To look at Python usage across the SciPy stack, I used the same query as above except I limited the search to the following packages:

  • NumPy
  • SciPy
  • matplotlib
  • pandas
  • SymPy
  • IPython
  • Jupyter
  • nose
  • scikit-learn
  • scikit-image
  • Seaborn
  • Bokeh

(I added the last two per my personal opinion; the others are referenced on the SciPy page.)

python-scipy-stack-pip-downloads

Much to my dismay, even in the SciPy stack pip is used to install an order of magnitude more packages on Python 2.7 distributions than Python 3 (roughly 80% of all installs), with little sign of slowing down.
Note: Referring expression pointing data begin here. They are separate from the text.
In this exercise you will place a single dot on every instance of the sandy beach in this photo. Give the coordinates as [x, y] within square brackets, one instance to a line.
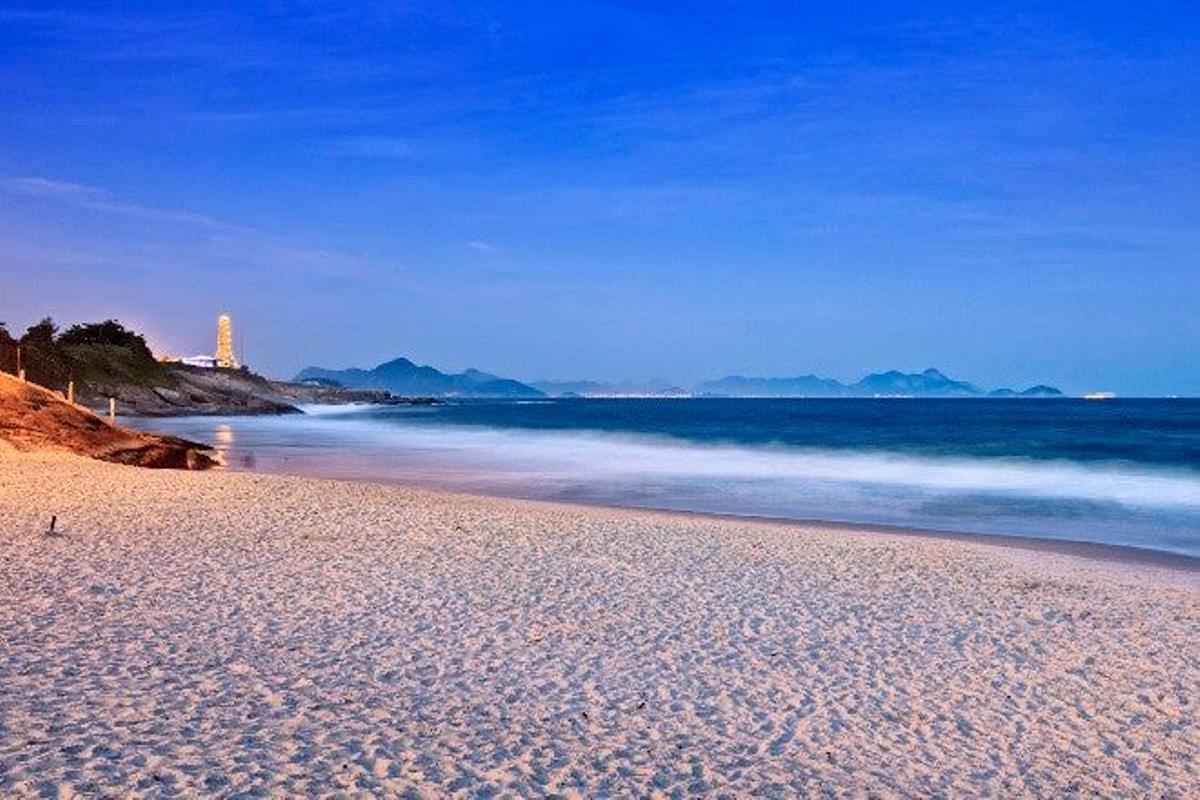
[244, 635]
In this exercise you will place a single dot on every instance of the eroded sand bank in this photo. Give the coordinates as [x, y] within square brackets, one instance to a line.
[220, 633]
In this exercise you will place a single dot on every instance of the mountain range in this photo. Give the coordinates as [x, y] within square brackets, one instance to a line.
[403, 377]
[930, 383]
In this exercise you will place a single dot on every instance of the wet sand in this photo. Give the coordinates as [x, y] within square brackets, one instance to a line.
[222, 633]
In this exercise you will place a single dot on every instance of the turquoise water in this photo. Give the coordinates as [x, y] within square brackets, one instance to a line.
[1113, 471]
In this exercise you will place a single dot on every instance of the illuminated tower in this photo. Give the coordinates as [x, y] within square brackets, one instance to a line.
[225, 342]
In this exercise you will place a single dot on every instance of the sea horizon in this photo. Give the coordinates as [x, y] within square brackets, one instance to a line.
[1119, 473]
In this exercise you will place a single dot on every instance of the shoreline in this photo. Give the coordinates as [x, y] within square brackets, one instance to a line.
[253, 633]
[1080, 548]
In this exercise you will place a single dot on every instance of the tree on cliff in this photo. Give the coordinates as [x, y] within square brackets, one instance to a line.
[42, 358]
[108, 332]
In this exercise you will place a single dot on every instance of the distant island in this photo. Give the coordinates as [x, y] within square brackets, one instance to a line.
[403, 377]
[105, 360]
[930, 383]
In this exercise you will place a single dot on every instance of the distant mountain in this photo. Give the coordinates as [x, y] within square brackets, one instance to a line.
[801, 386]
[930, 383]
[601, 389]
[1041, 390]
[402, 377]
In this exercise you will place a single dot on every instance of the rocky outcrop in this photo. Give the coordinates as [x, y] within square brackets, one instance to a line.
[37, 420]
[192, 391]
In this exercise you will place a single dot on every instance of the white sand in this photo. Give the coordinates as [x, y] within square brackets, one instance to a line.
[217, 633]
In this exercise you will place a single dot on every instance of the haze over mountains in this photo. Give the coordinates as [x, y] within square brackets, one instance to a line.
[403, 377]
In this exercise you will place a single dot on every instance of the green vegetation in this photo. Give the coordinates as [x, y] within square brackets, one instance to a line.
[94, 355]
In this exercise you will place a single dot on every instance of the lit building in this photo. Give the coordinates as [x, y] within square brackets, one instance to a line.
[225, 343]
[223, 358]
At this point, we have to wonder: will Python's scientific Python community be ready when support for Python 2 is officially dropped in 2020?
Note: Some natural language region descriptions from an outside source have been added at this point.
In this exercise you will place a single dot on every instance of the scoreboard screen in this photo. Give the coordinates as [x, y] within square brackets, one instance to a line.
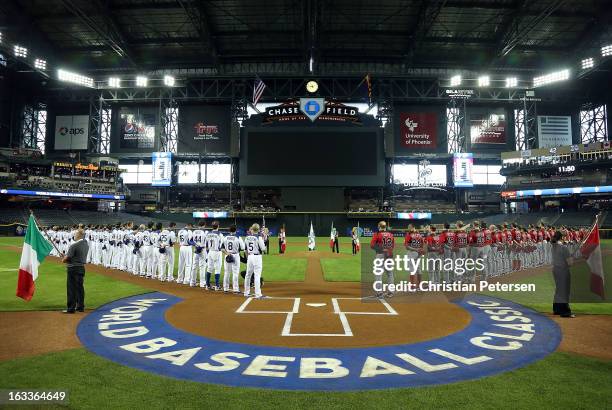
[312, 157]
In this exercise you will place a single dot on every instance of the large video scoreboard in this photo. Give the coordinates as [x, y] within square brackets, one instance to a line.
[312, 156]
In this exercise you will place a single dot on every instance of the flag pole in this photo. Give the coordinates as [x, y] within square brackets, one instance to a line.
[592, 227]
[38, 227]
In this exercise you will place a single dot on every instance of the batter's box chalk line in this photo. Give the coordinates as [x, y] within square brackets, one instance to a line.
[347, 331]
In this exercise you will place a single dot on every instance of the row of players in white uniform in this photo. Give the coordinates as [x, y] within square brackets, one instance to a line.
[148, 251]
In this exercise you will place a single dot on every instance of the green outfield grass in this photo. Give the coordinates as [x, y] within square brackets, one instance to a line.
[560, 381]
[51, 284]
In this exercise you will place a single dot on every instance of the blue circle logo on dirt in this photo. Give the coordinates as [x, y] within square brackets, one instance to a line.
[501, 336]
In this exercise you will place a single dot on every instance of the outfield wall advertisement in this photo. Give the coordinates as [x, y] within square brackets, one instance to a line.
[135, 130]
[205, 129]
[71, 132]
[488, 128]
[419, 130]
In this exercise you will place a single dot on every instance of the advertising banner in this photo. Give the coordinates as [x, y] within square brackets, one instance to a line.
[137, 129]
[71, 132]
[419, 130]
[554, 131]
[489, 128]
[205, 129]
[462, 170]
[162, 169]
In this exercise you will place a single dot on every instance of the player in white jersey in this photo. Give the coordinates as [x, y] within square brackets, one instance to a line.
[231, 246]
[199, 258]
[153, 253]
[170, 250]
[145, 251]
[51, 236]
[126, 260]
[107, 247]
[185, 255]
[99, 241]
[164, 243]
[118, 249]
[214, 255]
[138, 258]
[254, 247]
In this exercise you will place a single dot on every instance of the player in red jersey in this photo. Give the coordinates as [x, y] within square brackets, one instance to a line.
[383, 243]
[498, 249]
[477, 242]
[435, 253]
[488, 249]
[461, 243]
[450, 239]
[414, 242]
[508, 251]
[540, 244]
[517, 243]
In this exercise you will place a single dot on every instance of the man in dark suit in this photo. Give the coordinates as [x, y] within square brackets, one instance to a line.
[75, 260]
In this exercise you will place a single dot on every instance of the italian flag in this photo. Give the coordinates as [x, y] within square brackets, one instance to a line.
[35, 249]
[591, 251]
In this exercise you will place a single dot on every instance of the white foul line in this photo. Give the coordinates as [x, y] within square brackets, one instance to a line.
[347, 331]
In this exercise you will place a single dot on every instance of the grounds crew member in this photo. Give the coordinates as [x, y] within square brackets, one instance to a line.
[75, 260]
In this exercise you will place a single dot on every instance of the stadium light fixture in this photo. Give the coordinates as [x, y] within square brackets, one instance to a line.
[587, 63]
[20, 51]
[169, 80]
[40, 64]
[75, 78]
[455, 80]
[553, 77]
[141, 81]
[511, 82]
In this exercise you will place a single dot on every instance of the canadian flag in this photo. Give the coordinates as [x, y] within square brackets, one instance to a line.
[591, 251]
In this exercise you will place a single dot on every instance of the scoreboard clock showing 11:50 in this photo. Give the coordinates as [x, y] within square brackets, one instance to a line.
[312, 86]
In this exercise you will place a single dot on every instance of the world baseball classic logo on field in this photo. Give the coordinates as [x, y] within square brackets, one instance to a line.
[419, 129]
[499, 336]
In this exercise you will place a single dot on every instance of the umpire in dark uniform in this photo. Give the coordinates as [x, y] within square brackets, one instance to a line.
[75, 260]
[561, 260]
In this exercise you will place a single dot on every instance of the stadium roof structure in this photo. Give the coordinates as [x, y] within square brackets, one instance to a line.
[280, 37]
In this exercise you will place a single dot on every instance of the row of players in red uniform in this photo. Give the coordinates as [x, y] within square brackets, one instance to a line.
[503, 248]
Breakdown by packages in the SciPy stack

I was also curious to see the Python usage statistics broken down by the various scientific Python packages, so that's what I've plotted below. In general, it seems that it's important for the scientific Python packages to primarily support Python 2.7, 3.4, and 3.5, with a handful of packages even having a large Python 2.6 user base.

python-pip-package-bokeh-downloads

python-pip-package-ipython-downloads

python-pip-package-jupyter-downloads

python-pip-package-matplotlib-downloads

python-pip-package-nose-downloads

python-pip-package-numpy-downloads

python-pip-package-pandas-downloads

python-pip-package-scikit-image-downloads

python-pip-package-scikit-learn-downloads

python-pip-package-scipy-downloads

python-pip-package-seaborn-downloads

python-pip-package-sympy-downloads

Conclusions

Python 2 still seems to be the most-used version of Python by far, at least in terms of packages installed via pip. With Python 2's end of life in the near future, it's time for the Python community to start having a serious conversation about how to smooth the transition from Python 2 to 3.
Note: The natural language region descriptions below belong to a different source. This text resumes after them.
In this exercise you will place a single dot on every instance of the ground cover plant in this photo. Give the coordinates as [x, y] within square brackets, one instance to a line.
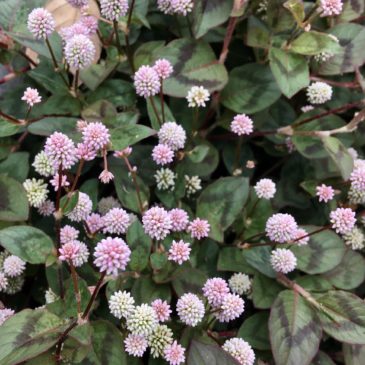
[182, 182]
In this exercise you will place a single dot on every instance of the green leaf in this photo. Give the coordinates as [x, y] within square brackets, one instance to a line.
[255, 331]
[13, 200]
[350, 272]
[343, 316]
[324, 251]
[207, 14]
[259, 85]
[294, 332]
[291, 71]
[128, 135]
[221, 202]
[194, 63]
[312, 43]
[340, 156]
[352, 52]
[28, 334]
[205, 354]
[30, 244]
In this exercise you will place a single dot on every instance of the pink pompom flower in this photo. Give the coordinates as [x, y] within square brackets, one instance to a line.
[111, 255]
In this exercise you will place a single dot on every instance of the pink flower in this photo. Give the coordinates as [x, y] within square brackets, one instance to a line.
[174, 354]
[343, 220]
[325, 193]
[94, 223]
[162, 154]
[157, 223]
[60, 150]
[106, 176]
[96, 136]
[31, 96]
[331, 7]
[231, 308]
[281, 227]
[242, 124]
[111, 255]
[116, 221]
[162, 309]
[55, 181]
[199, 228]
[179, 219]
[147, 82]
[41, 23]
[163, 68]
[179, 252]
[215, 290]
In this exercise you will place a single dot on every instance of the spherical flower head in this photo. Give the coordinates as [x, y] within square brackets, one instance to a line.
[163, 68]
[199, 228]
[147, 82]
[41, 23]
[192, 184]
[240, 283]
[82, 209]
[182, 7]
[165, 179]
[36, 191]
[85, 152]
[231, 308]
[96, 136]
[240, 350]
[355, 239]
[179, 219]
[159, 339]
[265, 188]
[215, 289]
[5, 313]
[179, 252]
[47, 208]
[94, 223]
[68, 234]
[174, 354]
[106, 177]
[60, 150]
[121, 304]
[281, 227]
[343, 220]
[3, 282]
[162, 309]
[142, 321]
[43, 165]
[135, 345]
[13, 266]
[283, 260]
[190, 309]
[242, 125]
[162, 154]
[197, 96]
[301, 237]
[79, 51]
[105, 204]
[112, 255]
[55, 181]
[157, 223]
[172, 135]
[31, 97]
[325, 193]
[78, 3]
[116, 221]
[319, 93]
[113, 9]
[331, 7]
Aside from 2to3 for automatic code translation, most major packages providing Python 3 support, and several guides focused on porting Python code from 2 to 3, what are we missing? If you're still using Python 2, what would convince you to make the switch?

Data source

I queried the PSF downloads table on BigQuery using the following query.

SELECT
  CONCAT( DATE(timestamp), '_', REGEXP_EXTRACT(details.python, r'^([2-3].[0-9]).') ) AS date_python,
  COUNT(details.python) AS downloads
FROM (TABLE_DATE_RANGE([the-psf:pypi.downloads], TIMESTAMP('2016-06-01'), TIMESTAMP('2016-09-01')))
WHERE
  LOWER(details.installer.name) LIKE 'pip'
  AND (LOWER(file.project) LIKE 'numpy'
    OR LOWER(file.project) LIKE 'scipy'
    OR LOWER(file.project) LIKE 'matplotlib'
    OR LOWER(file.project) LIKE 'pandas'
    OR LOWER(file.project) LIKE 'sympy'
    OR LOWER(file.project) LIKE 'ipython'
    OR LOWER(file.project) LIKE 'jupyter'
    OR LOWER(file.project) LIKE 'nose'
    OR LOWER(file.project) LIKE 'scikit-%'
    OR LOWER(file.project) LIKE 'seaborn'
    OR LOWER(file.project) LIKE 'bokeh')
GROUP BY
  date_python
ORDER BY
  date_python

This query was modified from Juan Pablo's earlier query.